With Bates at the helm, and at the peak of her powers, New Zealand travelled to the Women’s World T20 in India in March, happy to carry the mantle of favourites:

“I thought that was our best chance at a World Cup since I’ve been leading the side – we had such good momentum leading into the tournament – we’d beaten Australia in a Twenty20 series, and there was just a really good feel in the group that we were the favourites and we were confident that we had the team to win.”

It wasn’t to be, however, as they fell short by 6 runs in an agonising semi-final defeat to the eventual champions, the West Indies:

“It was just a bit of a shame – a couple of things didn’t quite go our way, and we were on the opposite side of a pretty good West Indies team that hit their straps at the right time.”

“I can live with it, because I thought we went about our cricket how we wanted to, and Twenty20 can be a bit fickle; but if you want to win those tournaments you’ve got to turn up in the big games.”

Following the WWT20, the decision to come to England for the summer was an easy one:

“I just love playing cricket!” Bates says.

And the outcome has been phenomenal, despite a rocky opening weekend in the T20 Cup, when Kent lost both their matches against Lancashire and Berkshire:

“With Lottie [Edwards], Lydia [Greenway] and Tash [Farrant] we joked about getting all 3 trophies – the Twenty20 didn’t look all that bright from the start but we managed to come from the back; then the Vipers campaign – I loved every minute of that; and finally to win the 50 over comp as well makes coming over worthwhile!”

It wasn’t all about having fun though – with a World Cup coming up in England next year, it has been important preparation, getting used to the grounds and the pitches:

“For all the Kiwi girls – some have played in county and some in the Super League – playing and training at the grounds we might play at in 2017 is only going to be of benefit.”

And Bates thinks it might give them a key edge next year:

“A lot of the Australians didn’t come over and hopefully that puts us at a little bit of an advantage.
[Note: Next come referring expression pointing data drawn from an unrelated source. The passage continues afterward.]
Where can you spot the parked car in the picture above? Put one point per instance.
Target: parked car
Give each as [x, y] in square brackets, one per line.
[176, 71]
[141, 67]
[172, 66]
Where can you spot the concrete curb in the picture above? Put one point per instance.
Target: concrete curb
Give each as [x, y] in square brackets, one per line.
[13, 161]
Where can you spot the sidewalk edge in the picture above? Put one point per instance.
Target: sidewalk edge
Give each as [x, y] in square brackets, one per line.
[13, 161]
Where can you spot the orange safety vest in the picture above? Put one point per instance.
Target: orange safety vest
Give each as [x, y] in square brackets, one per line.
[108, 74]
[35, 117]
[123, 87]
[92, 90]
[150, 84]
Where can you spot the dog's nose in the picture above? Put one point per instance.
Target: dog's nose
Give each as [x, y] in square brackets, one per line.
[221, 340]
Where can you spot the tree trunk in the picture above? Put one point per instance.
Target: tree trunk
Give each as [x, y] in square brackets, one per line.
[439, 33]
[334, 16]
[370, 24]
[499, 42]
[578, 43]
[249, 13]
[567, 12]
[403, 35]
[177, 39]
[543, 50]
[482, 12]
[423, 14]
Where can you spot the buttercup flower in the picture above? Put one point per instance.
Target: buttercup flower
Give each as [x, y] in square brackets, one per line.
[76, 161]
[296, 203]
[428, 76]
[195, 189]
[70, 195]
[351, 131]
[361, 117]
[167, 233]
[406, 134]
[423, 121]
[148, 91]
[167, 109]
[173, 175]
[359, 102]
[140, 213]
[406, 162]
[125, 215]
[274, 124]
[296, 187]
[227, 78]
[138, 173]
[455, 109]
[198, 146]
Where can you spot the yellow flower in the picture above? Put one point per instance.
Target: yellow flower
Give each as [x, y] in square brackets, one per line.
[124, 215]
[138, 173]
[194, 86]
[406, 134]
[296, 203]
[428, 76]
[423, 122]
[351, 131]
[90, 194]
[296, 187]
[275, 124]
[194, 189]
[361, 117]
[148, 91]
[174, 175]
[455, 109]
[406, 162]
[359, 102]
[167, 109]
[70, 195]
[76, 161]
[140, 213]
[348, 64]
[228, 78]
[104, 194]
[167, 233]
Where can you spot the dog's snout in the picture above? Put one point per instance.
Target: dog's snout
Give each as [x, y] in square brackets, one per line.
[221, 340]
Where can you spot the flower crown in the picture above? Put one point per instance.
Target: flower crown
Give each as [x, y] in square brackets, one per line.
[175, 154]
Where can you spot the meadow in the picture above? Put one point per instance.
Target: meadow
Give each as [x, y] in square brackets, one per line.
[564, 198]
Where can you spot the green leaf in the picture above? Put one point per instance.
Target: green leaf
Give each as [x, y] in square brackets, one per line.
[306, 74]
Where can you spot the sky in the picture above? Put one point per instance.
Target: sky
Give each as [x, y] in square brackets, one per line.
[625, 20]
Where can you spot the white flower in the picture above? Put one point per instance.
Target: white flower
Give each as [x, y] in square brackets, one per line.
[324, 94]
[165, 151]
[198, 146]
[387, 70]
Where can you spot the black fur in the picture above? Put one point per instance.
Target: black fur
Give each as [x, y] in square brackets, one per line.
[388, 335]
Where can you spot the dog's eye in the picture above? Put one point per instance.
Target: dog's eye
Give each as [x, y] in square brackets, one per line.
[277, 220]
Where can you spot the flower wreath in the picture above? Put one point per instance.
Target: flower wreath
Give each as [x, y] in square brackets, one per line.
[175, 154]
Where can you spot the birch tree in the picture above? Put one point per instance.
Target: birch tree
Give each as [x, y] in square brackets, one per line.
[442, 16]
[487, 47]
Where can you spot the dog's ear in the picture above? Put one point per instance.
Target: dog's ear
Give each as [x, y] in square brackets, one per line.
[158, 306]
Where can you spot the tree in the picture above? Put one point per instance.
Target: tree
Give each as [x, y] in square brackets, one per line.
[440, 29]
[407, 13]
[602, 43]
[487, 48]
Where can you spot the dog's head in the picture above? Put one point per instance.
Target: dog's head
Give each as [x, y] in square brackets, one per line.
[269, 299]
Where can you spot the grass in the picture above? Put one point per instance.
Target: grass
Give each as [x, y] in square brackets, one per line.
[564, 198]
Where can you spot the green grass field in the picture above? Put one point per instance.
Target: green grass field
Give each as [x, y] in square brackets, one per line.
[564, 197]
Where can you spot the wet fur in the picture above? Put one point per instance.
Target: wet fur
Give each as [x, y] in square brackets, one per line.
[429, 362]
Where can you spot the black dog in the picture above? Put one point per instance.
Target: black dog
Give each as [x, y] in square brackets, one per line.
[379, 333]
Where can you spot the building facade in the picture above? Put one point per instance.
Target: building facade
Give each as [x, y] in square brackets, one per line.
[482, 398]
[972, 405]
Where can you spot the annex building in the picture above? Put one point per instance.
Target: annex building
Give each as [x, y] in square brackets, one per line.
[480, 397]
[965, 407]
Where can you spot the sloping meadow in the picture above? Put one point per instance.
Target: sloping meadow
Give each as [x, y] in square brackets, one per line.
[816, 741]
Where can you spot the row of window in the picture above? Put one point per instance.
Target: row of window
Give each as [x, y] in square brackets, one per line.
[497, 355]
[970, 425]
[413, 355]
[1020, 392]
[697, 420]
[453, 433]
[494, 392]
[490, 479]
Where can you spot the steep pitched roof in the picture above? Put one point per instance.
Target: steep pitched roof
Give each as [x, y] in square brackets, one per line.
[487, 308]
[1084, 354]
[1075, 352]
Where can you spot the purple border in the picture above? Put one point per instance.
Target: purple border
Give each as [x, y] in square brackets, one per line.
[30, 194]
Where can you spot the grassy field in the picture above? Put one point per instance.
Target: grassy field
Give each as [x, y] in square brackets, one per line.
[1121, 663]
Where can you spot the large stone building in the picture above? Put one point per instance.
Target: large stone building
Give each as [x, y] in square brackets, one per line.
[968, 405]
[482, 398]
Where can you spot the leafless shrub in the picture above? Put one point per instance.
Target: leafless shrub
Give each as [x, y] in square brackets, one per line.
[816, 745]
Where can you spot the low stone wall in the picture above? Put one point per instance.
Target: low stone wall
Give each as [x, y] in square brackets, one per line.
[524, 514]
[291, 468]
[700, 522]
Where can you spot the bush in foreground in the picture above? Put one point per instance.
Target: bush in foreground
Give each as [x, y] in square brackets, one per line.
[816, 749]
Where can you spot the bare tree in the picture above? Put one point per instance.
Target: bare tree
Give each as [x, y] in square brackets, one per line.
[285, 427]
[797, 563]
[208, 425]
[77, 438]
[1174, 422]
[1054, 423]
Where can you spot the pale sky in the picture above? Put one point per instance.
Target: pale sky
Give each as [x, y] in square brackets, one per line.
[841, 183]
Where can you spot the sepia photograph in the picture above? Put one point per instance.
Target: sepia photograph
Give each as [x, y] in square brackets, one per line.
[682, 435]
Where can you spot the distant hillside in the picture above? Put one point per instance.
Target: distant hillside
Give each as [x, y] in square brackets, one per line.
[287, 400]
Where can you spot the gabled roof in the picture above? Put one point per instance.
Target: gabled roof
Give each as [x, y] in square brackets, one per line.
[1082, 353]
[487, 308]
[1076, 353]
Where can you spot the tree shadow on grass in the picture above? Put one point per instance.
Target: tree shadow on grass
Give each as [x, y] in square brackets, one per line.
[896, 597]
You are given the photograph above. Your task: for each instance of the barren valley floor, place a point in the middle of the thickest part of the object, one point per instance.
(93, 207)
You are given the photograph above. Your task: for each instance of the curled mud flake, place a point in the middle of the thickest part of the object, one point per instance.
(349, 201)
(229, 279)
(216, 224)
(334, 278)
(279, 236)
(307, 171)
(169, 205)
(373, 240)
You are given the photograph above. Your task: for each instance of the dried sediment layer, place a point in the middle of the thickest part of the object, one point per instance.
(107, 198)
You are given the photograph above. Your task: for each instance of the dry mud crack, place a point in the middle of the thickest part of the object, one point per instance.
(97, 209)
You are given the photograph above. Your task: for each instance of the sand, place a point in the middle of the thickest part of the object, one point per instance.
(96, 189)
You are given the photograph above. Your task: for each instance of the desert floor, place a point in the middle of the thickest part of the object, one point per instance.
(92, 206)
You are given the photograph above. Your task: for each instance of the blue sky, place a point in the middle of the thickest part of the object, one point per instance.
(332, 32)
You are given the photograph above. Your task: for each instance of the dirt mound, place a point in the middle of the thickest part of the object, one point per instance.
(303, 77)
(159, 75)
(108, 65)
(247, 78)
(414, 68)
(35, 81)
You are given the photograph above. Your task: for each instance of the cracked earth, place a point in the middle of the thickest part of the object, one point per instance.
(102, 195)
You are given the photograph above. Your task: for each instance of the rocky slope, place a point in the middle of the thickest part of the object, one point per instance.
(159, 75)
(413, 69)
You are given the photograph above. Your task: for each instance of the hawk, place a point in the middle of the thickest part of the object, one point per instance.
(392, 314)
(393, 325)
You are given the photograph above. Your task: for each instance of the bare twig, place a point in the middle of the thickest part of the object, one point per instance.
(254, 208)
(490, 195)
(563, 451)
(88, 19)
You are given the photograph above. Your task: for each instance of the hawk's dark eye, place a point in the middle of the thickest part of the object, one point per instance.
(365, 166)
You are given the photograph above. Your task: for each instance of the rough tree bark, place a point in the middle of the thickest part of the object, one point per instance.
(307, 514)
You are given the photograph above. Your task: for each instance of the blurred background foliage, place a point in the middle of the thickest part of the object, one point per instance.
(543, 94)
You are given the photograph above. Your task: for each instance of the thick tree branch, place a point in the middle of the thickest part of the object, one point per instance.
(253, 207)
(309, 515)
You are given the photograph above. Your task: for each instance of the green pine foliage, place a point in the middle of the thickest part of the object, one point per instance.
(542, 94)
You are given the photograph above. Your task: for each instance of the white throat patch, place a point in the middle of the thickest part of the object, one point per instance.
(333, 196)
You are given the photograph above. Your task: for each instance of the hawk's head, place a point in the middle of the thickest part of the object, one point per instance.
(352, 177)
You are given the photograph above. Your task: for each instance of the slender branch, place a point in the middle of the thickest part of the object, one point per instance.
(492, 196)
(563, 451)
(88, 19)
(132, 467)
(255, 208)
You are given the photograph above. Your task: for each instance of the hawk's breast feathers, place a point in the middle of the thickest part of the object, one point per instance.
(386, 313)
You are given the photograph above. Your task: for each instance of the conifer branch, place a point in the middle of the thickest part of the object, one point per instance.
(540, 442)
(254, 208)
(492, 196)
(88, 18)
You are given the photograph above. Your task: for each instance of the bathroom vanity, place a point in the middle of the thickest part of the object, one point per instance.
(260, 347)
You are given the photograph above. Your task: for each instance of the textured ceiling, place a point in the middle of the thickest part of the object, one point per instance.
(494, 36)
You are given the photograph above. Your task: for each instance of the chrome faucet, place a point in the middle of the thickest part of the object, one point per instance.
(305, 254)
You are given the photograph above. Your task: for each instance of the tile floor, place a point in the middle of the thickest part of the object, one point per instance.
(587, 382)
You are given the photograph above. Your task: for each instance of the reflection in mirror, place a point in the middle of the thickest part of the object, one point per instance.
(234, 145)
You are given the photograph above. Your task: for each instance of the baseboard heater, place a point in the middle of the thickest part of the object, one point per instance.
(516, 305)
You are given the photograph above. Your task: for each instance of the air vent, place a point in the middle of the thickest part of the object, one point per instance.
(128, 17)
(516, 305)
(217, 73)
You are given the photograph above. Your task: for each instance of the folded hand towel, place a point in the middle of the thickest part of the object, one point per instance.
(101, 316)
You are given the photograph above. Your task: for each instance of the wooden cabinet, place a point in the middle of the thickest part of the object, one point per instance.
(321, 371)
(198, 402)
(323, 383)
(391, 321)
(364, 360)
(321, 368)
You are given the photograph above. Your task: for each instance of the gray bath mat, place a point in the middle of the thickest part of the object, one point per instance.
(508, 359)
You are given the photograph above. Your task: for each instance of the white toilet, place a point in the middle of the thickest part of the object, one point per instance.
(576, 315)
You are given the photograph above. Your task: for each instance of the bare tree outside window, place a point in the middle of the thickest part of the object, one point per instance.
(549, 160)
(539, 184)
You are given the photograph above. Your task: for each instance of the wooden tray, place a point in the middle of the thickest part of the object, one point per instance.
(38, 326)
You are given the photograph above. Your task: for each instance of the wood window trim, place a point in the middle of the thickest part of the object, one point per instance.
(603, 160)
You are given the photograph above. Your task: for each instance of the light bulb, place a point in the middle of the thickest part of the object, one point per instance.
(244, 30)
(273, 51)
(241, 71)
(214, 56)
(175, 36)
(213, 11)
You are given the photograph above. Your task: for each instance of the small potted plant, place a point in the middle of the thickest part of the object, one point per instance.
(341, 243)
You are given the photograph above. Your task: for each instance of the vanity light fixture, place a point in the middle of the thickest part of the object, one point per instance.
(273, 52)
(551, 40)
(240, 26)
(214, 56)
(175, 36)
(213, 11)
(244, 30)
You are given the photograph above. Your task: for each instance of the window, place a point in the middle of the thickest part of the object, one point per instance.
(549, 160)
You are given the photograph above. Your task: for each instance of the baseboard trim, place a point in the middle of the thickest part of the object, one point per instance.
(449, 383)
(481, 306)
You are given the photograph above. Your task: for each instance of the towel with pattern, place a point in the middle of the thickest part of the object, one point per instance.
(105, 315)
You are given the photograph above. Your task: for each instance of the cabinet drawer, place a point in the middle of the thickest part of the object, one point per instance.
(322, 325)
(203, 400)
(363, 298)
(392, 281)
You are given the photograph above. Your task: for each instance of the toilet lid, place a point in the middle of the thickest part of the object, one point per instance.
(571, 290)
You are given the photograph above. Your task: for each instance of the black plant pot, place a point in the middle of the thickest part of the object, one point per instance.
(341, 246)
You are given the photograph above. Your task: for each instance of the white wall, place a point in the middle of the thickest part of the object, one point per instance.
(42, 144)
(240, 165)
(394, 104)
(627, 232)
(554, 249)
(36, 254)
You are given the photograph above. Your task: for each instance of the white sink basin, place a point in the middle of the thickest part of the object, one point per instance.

At the World Cup, everyone is going to prepare the best way they think for their team, but I think we’ve had some good time out in the middle here leading up to it.”

That World Cup is obviously New Zealand’s key focus as they enter a domestic summer down south, and the recent announcement of extended contracts – more money for more players – is welcomed:

“We were perhaps a little bit behind England and Australia,” Bates admits. “But we are starting to build to where they are, and I think New Zealand Cricket realise the importance of investing now.”

Even so, tough decisions had to be taken, and clearly none more so than the dropping of Sara McGlashan, after 14 years and over 200 caps:

“It is a bit difficult – you want to look long term but we have a World Cup immediately around the corner and to lose experience like Sara McGlashan…”

Bates tails-off diplomatically, before continuing:

“I know they are looking forward to the future, but with Lottie and Lydia and Macca [McGlashan] in that Vipers team, it proves that in big tournaments you want that experience.”

Nevertheless, confidence remains high for 2017, that New Zealand can make up for the disappointment of the WW20 in 2016, by winning the World Cup in England:

“Can we win it? I think we can! England at home are always going to be tough, and to beat Australia at any World Cup you are going to have to play your best game; but our experienced players have played a lot of cricket and we’ve got a core group that have been in those big matches – if we play our cards right, fingers crossed, we can go all the way!”